What started as a trip to visit a girlfriend in Germany turned into a 3-year period that Marc spent travelling the world. Marc crossed all of Europe, sailed along the North coast of Africa and later crossed the Atlantic. He took up random and short term jobs along the way, working on a boat for a couple of months as well as a stage designer for big exhibitions and fairs. In the mid-1980’s Marc found himself in the Caribbean, where he worked to design models of crime scenes to be used in court. He loved this job, but was still looking for his real calling. During this period, the global HIV/AIDS crisis was unfolding. It was one article that caught Marc’s particular interest - an article that predicted that the re-use of syringes would soon be the biggest contributor to HIV infections. For Marc, the article was a game changer, igniting his interest in global public health and catalyzing his lifelong commitment to eradicating unsafe needles. He spent years learning and researching, without a background in engineering or public health, about the complex challenges. Marc’s initial efforts led him to invent a cheaper and safer syringe, the K1. He soon realized the myriad of challenges and resistance that ranged from dismal, death threats, to those trying to buy him out. Marc always kept innovating, and most recently designed a new kind of syringe, using a blister technology that fills the needle from the back.

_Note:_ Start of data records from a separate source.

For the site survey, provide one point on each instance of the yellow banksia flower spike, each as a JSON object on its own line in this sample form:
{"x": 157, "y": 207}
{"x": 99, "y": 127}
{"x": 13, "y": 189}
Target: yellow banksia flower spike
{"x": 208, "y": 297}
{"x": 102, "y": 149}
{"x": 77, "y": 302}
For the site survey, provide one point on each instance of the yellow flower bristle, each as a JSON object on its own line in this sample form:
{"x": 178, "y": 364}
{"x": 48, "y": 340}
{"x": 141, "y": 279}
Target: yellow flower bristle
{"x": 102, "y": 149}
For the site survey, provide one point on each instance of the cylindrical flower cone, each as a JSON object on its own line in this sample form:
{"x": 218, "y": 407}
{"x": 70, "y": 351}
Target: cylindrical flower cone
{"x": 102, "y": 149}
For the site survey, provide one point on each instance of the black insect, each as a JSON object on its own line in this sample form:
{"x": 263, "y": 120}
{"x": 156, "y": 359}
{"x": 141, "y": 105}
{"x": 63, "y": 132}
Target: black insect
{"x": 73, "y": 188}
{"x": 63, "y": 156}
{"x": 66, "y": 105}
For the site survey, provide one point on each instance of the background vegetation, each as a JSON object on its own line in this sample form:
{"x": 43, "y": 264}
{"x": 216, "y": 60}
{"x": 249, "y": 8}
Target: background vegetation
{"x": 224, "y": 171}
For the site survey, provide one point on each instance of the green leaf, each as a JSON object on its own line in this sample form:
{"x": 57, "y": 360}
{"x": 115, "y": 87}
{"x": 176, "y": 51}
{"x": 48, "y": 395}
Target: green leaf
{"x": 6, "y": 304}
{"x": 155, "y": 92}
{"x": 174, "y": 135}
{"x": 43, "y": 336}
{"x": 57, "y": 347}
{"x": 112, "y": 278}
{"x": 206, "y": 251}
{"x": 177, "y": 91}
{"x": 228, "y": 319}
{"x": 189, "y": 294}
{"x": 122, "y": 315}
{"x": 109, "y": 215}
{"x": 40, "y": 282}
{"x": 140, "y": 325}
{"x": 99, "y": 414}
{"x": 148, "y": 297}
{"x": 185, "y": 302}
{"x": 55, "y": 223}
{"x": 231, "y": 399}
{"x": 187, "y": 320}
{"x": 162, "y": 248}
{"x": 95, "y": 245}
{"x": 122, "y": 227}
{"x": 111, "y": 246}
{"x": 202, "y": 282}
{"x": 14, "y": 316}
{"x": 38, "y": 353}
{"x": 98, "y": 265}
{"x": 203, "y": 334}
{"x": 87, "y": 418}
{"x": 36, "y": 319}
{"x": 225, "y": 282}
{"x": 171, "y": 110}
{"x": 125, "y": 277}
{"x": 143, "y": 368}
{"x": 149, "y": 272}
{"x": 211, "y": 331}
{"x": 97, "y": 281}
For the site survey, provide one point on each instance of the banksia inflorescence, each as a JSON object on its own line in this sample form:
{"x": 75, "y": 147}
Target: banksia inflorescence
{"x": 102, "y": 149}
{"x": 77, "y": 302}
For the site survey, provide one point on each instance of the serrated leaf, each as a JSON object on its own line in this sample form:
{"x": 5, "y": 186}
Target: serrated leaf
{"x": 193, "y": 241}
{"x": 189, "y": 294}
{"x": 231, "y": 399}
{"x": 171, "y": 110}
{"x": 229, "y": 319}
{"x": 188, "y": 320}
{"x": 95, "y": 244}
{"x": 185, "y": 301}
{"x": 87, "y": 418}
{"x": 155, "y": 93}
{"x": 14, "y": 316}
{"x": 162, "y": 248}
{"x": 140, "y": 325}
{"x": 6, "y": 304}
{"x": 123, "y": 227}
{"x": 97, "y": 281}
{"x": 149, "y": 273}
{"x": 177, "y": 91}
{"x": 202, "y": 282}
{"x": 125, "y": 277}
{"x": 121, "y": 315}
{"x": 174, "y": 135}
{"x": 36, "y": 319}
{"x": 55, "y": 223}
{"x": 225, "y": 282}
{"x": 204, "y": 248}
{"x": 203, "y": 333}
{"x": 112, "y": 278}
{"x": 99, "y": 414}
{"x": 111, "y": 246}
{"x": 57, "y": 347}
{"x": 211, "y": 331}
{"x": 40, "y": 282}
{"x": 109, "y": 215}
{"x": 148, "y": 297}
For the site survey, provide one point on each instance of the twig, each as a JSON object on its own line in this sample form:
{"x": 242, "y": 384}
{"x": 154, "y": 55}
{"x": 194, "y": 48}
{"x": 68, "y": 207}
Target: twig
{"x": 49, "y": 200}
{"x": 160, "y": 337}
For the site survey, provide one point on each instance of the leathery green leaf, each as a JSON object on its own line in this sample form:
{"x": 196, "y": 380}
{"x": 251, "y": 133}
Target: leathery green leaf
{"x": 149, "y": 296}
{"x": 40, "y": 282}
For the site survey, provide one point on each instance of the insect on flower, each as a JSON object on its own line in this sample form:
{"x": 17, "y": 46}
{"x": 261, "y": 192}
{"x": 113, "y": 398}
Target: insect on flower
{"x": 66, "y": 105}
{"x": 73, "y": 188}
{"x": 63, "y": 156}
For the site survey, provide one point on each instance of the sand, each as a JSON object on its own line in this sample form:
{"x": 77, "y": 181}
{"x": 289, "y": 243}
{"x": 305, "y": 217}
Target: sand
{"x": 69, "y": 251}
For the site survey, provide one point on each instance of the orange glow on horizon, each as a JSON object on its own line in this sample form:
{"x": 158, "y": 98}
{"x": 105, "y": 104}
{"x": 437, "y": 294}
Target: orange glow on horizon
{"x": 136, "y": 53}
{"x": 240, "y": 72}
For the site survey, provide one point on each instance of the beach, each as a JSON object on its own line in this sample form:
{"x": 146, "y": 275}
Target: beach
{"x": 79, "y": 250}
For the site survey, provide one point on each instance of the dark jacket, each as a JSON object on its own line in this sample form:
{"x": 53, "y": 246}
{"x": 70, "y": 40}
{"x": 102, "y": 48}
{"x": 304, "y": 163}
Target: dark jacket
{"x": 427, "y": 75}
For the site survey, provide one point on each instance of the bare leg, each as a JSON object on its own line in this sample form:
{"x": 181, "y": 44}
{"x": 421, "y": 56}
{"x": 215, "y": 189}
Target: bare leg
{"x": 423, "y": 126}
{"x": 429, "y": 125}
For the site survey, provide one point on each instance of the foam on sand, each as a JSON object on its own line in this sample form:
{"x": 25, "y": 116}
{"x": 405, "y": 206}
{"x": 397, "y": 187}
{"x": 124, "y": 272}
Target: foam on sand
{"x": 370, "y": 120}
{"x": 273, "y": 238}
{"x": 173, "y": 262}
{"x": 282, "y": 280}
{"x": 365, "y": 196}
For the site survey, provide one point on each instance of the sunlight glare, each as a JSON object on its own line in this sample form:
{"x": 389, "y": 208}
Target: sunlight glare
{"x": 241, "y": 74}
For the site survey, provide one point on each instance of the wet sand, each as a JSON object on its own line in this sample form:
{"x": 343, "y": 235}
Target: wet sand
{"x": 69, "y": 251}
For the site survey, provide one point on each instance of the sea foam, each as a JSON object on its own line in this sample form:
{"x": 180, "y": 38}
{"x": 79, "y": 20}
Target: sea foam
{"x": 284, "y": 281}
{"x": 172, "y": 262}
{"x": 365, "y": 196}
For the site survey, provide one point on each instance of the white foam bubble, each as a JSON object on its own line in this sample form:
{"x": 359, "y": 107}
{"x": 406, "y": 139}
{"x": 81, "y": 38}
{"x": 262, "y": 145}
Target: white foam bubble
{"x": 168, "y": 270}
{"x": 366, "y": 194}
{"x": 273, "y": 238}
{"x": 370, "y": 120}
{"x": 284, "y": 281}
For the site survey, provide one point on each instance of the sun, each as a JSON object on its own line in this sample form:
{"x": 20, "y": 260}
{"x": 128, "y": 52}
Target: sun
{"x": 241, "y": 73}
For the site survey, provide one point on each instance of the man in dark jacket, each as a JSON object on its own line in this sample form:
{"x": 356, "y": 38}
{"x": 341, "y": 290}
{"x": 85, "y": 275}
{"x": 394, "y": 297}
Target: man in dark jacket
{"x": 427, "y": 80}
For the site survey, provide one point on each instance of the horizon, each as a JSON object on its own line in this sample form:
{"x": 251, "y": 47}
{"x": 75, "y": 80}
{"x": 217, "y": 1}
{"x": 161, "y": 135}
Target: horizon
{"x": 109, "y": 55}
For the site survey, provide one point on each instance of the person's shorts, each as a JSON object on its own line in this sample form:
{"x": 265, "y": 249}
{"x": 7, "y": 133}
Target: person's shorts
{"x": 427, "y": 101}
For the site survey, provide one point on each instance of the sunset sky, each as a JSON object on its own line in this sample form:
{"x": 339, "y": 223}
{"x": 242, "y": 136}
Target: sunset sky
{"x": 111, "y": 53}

This technology will enable the abolishment of glass vials – an outdated equipment that makes transport and storage of medication difficult and poses health risks to patients due to dissolving micro glass particles.
Having spent over 30 years in the field, starting as an amateur, today Marc is a recognized expert in the field. He has received honorary doctorates from Brighton University and the University of Sussex as well as multiple awards, including The Economist’s Innovation Award and the Fogarty Institute for Innovation’s Tech Award. In 2006 he was awarded the Order of the British Empire for his contribution to global healthcare.